Tab sleeping or Tab snoozing feature has been around on other modern browsers for a while. Some are using extensions and some have the feature built-in. Now Microsoft Edge has joined the group with a tab sleeping feature right out of the box.
As you can see, the sleeping tab is there to save resources and to improve the performance of web browsing. And because it reduces the amount of memory used for the browser, it also improves overall system performance.
Since Microsoft Edge version 90, the tab sleeping feature is enabled by default to put inactive tabs to sleep after 2 hours of inactivity.
However, if you are not fond of the feature or just want to tweak the setting a bit, you can still do it through Settings.
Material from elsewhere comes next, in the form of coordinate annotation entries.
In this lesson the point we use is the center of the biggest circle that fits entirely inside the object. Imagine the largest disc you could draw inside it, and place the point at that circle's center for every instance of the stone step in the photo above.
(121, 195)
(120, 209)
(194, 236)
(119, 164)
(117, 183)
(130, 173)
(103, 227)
Go to System pages in settings via edge://settings/system.
Under the Save resources section, you can disable the Tab Sleeping feature by sliding the switch off.
Or, change the time of inactivity to anything that works for you.
Or, add websites that you want them to be live at all time.
I would say, give Tab Sleeping a try first before turning it off. If you are the one who always leaves tons of tabs open, you may get a lot of memory back with this feature.
I like tab sleeping and was using a Chrome extension to implement it.
What I don’t like about Edge’s approach is the hoops you have to jump through to whitelist a tab. Why isn’t there an option to include Sleeping Tab entries in the Tab Context Menu, so one could just right-click and include or exclude a tab from sleeping?